Run the package to uniformly distribute the data to all connected outputs.

 

The Balance Data Flow transformation can be used to evenly distribute data among various outputs. It comes in handy when you have a large amount of data and want to divide it into smaller parts to process in parallel.

 

It is crucial to note that both Multicast and Balance Data Flow transformations are used to distribute data to numerous outputs and work in a similar manner, however the balance data flow utilises more resources and is effective for splitting huge volumes of data and processing them in parallel.

  • How do you implement CDC (Change Data Capture) in SSIS?

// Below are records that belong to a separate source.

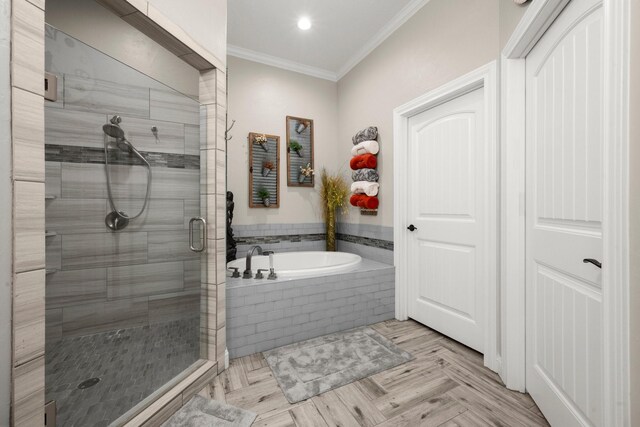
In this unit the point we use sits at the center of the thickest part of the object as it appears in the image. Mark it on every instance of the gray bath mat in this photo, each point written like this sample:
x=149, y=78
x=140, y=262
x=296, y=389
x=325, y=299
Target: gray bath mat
x=201, y=412
x=311, y=367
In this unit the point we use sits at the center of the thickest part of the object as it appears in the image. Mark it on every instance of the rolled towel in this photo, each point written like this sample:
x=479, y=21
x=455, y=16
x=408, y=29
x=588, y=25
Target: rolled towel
x=370, y=175
x=366, y=202
x=364, y=187
x=354, y=199
x=366, y=134
x=365, y=147
x=363, y=161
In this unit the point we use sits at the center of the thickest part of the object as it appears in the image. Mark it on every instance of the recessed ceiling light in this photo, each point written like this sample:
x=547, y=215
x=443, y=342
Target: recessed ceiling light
x=304, y=23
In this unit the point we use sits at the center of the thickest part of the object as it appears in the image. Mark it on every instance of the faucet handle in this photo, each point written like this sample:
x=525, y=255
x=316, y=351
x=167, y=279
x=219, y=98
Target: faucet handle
x=259, y=274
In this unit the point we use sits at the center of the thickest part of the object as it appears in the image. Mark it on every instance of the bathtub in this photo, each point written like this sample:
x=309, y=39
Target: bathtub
x=302, y=264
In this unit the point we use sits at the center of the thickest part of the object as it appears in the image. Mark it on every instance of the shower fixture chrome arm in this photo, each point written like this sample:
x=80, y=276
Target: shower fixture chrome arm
x=117, y=219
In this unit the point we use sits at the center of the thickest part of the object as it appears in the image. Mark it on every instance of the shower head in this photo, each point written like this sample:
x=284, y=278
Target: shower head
x=114, y=131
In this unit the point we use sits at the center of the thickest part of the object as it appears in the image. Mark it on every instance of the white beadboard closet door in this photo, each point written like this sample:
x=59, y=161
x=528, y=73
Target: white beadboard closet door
x=564, y=217
x=448, y=193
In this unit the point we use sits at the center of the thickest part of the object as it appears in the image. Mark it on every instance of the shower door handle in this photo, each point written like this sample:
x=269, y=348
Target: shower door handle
x=203, y=246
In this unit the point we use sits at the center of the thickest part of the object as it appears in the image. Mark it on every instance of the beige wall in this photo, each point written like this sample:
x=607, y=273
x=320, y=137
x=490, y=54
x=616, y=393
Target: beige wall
x=260, y=98
x=510, y=15
x=444, y=40
x=101, y=29
x=204, y=20
x=634, y=214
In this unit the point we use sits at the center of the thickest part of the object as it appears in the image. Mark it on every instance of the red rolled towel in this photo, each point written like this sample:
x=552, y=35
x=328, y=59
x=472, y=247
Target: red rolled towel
x=355, y=199
x=364, y=201
x=368, y=161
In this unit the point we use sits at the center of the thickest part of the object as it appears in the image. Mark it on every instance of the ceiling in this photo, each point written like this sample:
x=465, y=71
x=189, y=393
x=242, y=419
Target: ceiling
x=343, y=32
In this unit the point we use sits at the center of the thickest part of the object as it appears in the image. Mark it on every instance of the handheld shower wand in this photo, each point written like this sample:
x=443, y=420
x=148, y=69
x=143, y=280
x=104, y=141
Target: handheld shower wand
x=117, y=219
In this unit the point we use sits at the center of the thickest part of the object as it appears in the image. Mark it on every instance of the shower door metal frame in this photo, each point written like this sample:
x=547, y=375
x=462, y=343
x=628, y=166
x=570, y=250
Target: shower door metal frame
x=28, y=210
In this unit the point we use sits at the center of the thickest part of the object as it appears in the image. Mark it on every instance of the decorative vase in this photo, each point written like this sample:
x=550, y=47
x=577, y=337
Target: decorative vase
x=331, y=230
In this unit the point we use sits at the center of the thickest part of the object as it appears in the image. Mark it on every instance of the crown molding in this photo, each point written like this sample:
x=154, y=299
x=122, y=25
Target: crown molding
x=401, y=17
x=285, y=64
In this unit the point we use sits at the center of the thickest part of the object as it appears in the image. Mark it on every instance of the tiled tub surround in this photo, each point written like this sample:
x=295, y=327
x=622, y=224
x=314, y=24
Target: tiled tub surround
x=369, y=241
x=265, y=314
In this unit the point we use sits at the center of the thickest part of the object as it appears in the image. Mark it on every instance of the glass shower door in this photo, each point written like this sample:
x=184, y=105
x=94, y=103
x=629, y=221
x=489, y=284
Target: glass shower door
x=122, y=185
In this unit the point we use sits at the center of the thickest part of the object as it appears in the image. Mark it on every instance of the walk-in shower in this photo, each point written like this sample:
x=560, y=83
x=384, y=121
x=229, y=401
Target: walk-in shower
x=116, y=219
x=123, y=302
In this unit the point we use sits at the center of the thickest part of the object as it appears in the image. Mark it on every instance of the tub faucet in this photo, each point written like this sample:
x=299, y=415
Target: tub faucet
x=247, y=272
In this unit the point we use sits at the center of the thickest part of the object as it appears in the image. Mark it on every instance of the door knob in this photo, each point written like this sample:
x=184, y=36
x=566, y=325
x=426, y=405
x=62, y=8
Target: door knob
x=592, y=261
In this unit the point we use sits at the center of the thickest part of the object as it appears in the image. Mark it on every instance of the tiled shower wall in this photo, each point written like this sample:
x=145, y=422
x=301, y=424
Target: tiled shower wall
x=368, y=241
x=99, y=280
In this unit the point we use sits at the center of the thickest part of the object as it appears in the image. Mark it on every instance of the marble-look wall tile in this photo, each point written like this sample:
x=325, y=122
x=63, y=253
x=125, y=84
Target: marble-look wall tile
x=220, y=118
x=221, y=88
x=144, y=280
x=207, y=90
x=71, y=287
x=221, y=298
x=28, y=393
x=160, y=214
x=74, y=216
x=28, y=133
x=192, y=274
x=53, y=179
x=171, y=183
x=173, y=106
x=192, y=140
x=88, y=181
x=167, y=246
x=221, y=172
x=28, y=245
x=104, y=250
x=27, y=39
x=59, y=103
x=88, y=319
x=28, y=316
x=53, y=322
x=77, y=128
x=99, y=96
x=170, y=135
x=170, y=307
x=53, y=251
x=221, y=260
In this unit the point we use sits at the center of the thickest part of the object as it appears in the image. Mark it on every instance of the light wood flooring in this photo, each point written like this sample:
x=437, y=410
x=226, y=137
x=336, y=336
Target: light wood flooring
x=445, y=385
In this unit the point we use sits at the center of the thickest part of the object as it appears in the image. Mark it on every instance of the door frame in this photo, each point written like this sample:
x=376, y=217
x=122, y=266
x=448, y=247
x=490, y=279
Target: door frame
x=484, y=77
x=538, y=18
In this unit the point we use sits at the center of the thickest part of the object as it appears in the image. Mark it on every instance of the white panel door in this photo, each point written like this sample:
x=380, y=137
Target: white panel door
x=447, y=281
x=564, y=217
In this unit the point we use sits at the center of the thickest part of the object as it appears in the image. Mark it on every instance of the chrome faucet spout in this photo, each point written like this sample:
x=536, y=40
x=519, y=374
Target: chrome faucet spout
x=247, y=272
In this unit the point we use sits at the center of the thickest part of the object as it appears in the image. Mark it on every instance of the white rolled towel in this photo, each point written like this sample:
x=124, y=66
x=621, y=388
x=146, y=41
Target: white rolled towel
x=365, y=147
x=365, y=187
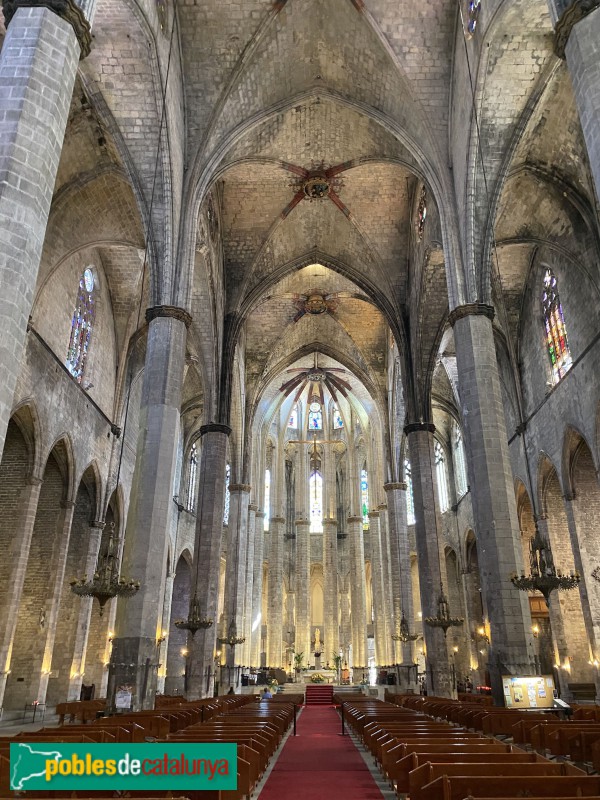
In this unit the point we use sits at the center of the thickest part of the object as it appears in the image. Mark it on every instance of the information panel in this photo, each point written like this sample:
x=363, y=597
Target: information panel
x=531, y=691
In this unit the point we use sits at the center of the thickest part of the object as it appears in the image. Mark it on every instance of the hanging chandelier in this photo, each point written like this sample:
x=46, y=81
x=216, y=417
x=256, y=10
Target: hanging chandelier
x=106, y=583
x=443, y=619
x=195, y=621
x=232, y=638
x=405, y=635
x=544, y=577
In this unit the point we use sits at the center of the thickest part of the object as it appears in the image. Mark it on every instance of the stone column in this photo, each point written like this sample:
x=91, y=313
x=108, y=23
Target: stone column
x=401, y=571
x=248, y=588
x=19, y=556
x=38, y=64
x=207, y=556
x=139, y=619
x=358, y=600
x=577, y=37
x=592, y=623
x=303, y=588
x=331, y=626
x=494, y=506
x=275, y=603
x=57, y=571
x=85, y=612
x=235, y=570
x=431, y=571
x=380, y=601
x=257, y=588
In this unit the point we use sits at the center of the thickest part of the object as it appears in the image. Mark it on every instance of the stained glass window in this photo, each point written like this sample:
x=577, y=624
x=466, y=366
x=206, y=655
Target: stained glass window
x=556, y=331
x=422, y=213
x=315, y=417
x=338, y=422
x=460, y=466
x=227, y=495
x=293, y=420
x=267, y=503
x=192, y=475
x=316, y=503
x=442, y=476
x=473, y=9
x=364, y=497
x=410, y=500
x=81, y=326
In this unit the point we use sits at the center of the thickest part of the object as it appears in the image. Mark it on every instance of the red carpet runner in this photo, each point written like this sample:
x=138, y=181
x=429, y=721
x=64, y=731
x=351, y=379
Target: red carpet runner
x=319, y=764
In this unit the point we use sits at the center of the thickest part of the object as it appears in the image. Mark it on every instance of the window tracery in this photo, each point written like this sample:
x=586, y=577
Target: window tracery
x=410, y=500
x=82, y=325
x=442, y=477
x=192, y=475
x=555, y=328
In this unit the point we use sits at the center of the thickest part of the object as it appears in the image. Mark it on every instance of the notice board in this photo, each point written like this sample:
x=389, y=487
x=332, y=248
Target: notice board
x=531, y=691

Change Data Capture (CDC) in SQL Server Integration Services (SSIS) can be implemented using the SSIS toolbox’s “CDC Control Task” and “CDC Source” components. The CDC Control Task is used to enable or disable CDC on a given table, whereas the CDC Source component reads change data from the CDC tables and feeds it into the SSIS package’s data flow.

 

The following are the general steps for implementing CDC in SSIS:

 

Using the CDC Control Task, enable CDC on the target table in the database.

 

Create a new SSIS package and populate the data flow with a CDC Source component.

 

Configure the CDC Source component by specifying the database connection and the table for which CDC is enabled.

 

Using the data flow task, map the columns from the CDC source to the destination.

 

To process the change data, run the package.

  • Can you explain how to use the Bulk Insert task and BULK INSERT statement in SSIS?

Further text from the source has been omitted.